Moving on and Rainbow Bridge has now been compiled and mixed by Hendrix's longtime engineer Eddie Kramer and drummer Mitch Mitchell - with assistance, as with the other just-released Hendrix album, The Cry Of Love - from fellow Electric Lady Studios engineer John Jansen.
Although his mainstream career spanned only four years, Hendrix is still widely regarded as one of the most influential electric guitarists in the history of popular music; and one of the most celebrated musicians of the 20th century. The Rock and Roll Hall of Fame describes him as "arguably the greatest instrumentalist in the history of rock music".
Just released for the very first time CD by Experience Hendrix, and remastered by Bernie Grundman from the original analog masters, I have to fully admit now that I am actually reviewing the VINYL release of the album! Also just released, this time on 200 gram, remastered vinyl, it contains exactly the same amount of tracks; but I'm old school and love the sound of vinyl. Especially "new" vinyl of old material like this, so do yourselves a favor and check this version out.
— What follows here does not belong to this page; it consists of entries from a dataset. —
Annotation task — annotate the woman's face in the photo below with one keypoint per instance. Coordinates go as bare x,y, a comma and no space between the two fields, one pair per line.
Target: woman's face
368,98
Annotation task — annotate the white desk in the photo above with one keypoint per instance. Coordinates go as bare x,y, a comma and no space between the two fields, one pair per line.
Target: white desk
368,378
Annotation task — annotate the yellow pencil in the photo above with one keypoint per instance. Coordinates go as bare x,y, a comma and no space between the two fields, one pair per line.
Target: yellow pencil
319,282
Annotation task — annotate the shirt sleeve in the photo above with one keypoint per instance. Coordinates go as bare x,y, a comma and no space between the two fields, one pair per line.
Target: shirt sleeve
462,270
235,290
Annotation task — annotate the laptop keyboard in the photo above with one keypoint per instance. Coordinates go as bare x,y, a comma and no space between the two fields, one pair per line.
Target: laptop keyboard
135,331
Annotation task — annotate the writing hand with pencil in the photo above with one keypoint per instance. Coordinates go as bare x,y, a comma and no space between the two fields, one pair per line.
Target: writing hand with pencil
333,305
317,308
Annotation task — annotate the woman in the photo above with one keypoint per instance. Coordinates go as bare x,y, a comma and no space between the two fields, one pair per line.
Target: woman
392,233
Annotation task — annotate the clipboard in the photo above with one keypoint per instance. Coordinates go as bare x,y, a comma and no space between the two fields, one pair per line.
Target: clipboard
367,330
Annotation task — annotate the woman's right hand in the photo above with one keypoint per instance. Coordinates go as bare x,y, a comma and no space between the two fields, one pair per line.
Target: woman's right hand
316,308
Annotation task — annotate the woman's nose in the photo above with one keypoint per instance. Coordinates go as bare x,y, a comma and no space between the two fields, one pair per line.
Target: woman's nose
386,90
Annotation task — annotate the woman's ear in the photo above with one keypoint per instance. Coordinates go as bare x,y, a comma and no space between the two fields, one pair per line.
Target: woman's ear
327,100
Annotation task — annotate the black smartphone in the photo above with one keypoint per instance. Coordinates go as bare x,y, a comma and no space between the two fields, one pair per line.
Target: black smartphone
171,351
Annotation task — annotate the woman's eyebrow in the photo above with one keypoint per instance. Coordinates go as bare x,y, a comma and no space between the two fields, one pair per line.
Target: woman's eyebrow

Moving on, and Rainbow Bridge explores new guitar styles and textures from Hendrix at the time. Indeed, all the songs, save for a solo studio version of 'The Star Spangled Banner,' are written by Hendrix and mostly performed with Mitch Mitchell on drums and Billy Cox on bass.
Containing the only "live" track, the incredible 'Hear my Train' (recorded at a performance of his at Berkley Community Theatre in May of 1970), complete with its rip roaring intro it is quite easily the best track on this newly-remastered album. The last track on the album 'Hey Baby' isn't anything more than a demo, although brought together after Hendrix passed you can't help wondering what it might have turned into.
To be quite frank, all the songs on Rainbow Bridge represent material in various stages of development and were never finalized or approved for release by Hendrix. Four of the songs on the album, along with the ten songs from The Cry of Love and three from War Heroes, were planned for Hendrix's follow-up album to the live Band of Gypsys, released in March 1970.
That said, the fact that Buddy Miles and Noel Redding both appear on one track each, and the Ronnettes provide backing vocals on 'Earth Blues' goes to show that Hendrix was already expanding his musical horizons. In short, on CD and now also on this incredible remastered vinyl, Rainbow Bridge is still an insightful, MUST HAVE album for any Hendrix fan.